Podkreśliła, że jednym z głównych założeń reformy będzie rozwijanie tzw. sprawczości uczniów. - Chcemy, żeby młodzi ludzie nie tylko mieli poczucie wpływu na swoją edukację, ale też umieli korzystać z wiedzy, którą zdobywają. Ważne są kompetencje społeczne i osobiste, bo tego oczekuje przyszły rynek pracy - mówiła Katarzyna Lubnauer.
Wśród zmian zapowiedzianych przez wiceminister znalazły się również modyfikacje w podstawie programowej, które mają zwiększyć autonomię nauczycieli. - Zagadnienia fakultatywne nauczyciel będzie wybierał razem z uczniami. Również w kwestii lektur pojawi się większa swoboda - nauczyciel będzie mógł dobierać książki zgodnie z zainteresowaniami uczniów. Mamy kanon, który jest ważny, ale potrzebne są też książki, które rozbudzą w dzieciach zainteresowanie i nawyki czytania - zaznaczyła.
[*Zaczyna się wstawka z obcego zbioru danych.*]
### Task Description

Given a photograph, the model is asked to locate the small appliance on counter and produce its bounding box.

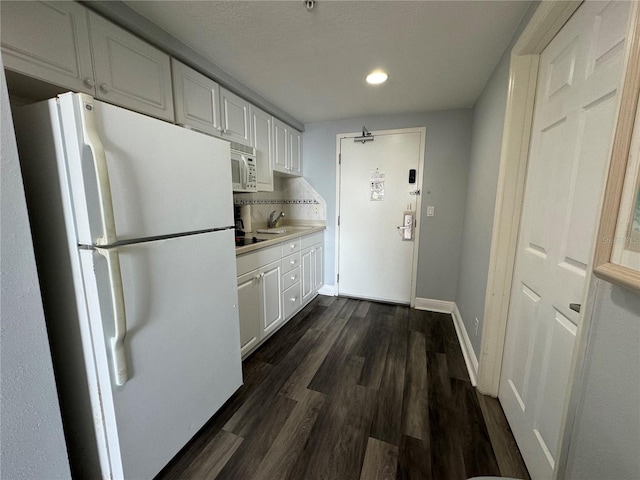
[231,142,258,192]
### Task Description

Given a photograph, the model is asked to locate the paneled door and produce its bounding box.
[499,1,630,479]
[338,129,425,304]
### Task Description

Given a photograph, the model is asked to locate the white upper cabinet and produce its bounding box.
[273,117,289,173]
[273,117,302,176]
[171,58,222,135]
[289,128,302,176]
[249,105,273,192]
[220,87,253,146]
[1,2,95,95]
[89,12,174,121]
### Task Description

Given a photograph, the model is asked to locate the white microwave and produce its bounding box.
[231,146,258,192]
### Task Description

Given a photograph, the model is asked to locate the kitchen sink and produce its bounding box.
[236,237,267,247]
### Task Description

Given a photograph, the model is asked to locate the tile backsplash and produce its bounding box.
[233,177,327,230]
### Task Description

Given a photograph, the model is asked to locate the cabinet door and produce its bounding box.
[273,117,289,173]
[89,12,174,122]
[220,87,251,145]
[0,2,95,95]
[313,243,324,292]
[171,58,222,135]
[300,247,315,304]
[238,270,262,357]
[259,262,284,337]
[249,105,273,192]
[289,128,302,176]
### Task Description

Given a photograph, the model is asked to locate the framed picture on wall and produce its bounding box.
[594,24,640,292]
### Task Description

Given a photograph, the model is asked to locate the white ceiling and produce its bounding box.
[125,0,530,123]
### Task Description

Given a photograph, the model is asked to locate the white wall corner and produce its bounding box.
[415,298,478,387]
[416,297,456,314]
[318,285,338,297]
[451,303,478,387]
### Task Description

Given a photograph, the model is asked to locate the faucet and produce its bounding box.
[267,210,284,228]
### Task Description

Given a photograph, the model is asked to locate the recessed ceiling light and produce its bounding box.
[367,70,389,85]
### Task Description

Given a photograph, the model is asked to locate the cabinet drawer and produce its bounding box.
[282,237,300,257]
[236,245,281,276]
[282,252,300,273]
[282,283,301,320]
[282,267,300,290]
[300,232,324,249]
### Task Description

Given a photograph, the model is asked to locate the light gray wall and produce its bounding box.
[456,4,640,480]
[303,109,472,301]
[566,281,640,480]
[0,65,71,480]
[456,3,538,357]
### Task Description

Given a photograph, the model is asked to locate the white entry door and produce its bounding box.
[338,128,425,304]
[499,1,630,479]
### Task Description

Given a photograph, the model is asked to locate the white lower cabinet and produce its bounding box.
[236,232,324,358]
[259,262,284,338]
[238,270,261,357]
[300,244,323,303]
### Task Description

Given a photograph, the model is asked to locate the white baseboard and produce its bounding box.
[416,297,456,313]
[452,303,478,387]
[318,285,338,297]
[416,298,478,387]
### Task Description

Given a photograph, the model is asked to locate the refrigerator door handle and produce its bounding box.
[78,93,117,245]
[96,248,129,387]
[242,155,249,188]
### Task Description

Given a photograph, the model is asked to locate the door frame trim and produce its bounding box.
[477,0,640,479]
[334,127,427,307]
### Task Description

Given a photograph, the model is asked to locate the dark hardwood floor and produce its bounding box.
[157,296,529,480]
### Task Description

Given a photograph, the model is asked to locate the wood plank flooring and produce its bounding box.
[157,296,529,480]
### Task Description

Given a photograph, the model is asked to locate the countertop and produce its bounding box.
[236,225,327,256]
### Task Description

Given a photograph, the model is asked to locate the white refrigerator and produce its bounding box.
[14,93,242,480]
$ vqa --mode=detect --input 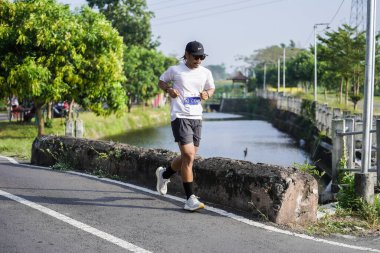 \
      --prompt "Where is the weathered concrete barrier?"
[31,136,318,224]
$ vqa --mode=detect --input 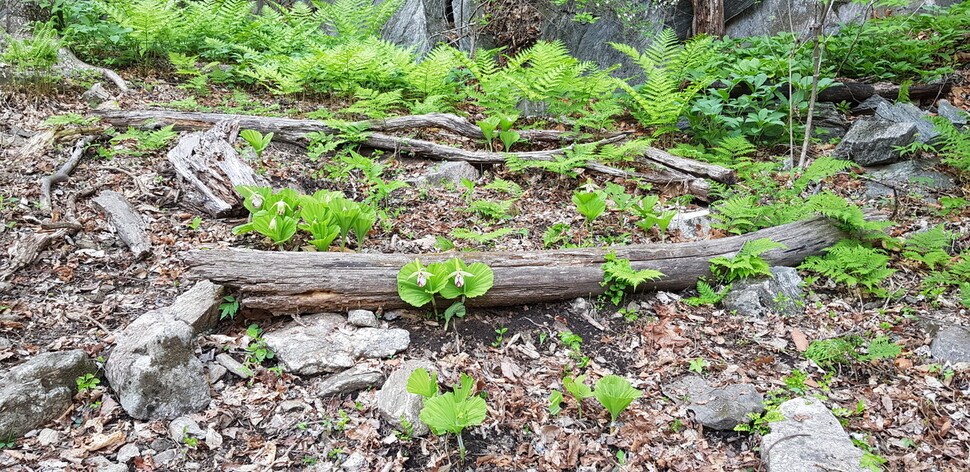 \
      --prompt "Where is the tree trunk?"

Sporą część briefingu wiceminister poświęciła cyfryzacji polskich szkół. Jak mówiła, rok 2025 to czas intensywnych zmian technologicznych w edukacji. - W ramach środków z Krajowego Planu Odbudowy trafi do szkół sprzęt wart ponad 4 miliardy złotych. Powstanie 12 tysięcy pracowni, w tym 4 tysiące STEM, a do szkół trafi 735 tysięcy laptopów i tabletów. To największy program cyfryzacji szkół w historii - zapowiedziała.

Wiceminister odniosła się także do kwestii egzaminów ósmoklasisty. - Przenosimy egzamin na kwiecień, aby uniknąć kumulacji z maturami. Chcemy, żeby uczniowie mogli szybciej poznać wyniki i spokojnie przejść proces rekrutacji do szkół średnich. Dziś często trwa on do końca wakacji, co jest dla nich bardzo stresujące - wyjaśniła.
Podczas briefingu wiceminister wspomniała również o korzystnych zmianach dla nauczycieli, które obowiązują od 1 września. - Zmiany wprowadziliśmy po konsultacjach ze związkami zawodowymi i one są korzystne. Dotyczą m.in. wynagradzania za godziny ponadwymiarowe, wycieczki, lekcje indywidualne, a także wydłużonej odprawy emerytalnej i szybszego uzyskiwania umów na czas nieokreślony - wyliczała.
Po briefingu prasowym odbyło się spotkanie wiceminister Katarzyny Lubnauer z dyrektorami szkół i placówek. Dziennikarze zostali wpuszczeni jedynie na krótki moment, aby zrobić zdjęcia na początku spotkania, po czym poproszono ich o opuszczenie sali. Wiceminister poinformowała, że spotkanie ma charakter zamknięty.
Decyzję o ograniczeniu obecności mediów część uczestników spotkania odebrała krytycznie. Jeden z dyrektorów przyznał w rozmowie z naszą redakcją - Nie mamy nic do ukrycia. Nasze pytania to też pytania rodziców do nas, więc wyproszenie dziennikarzy ze spotkania bardzo źle odebraliśmy.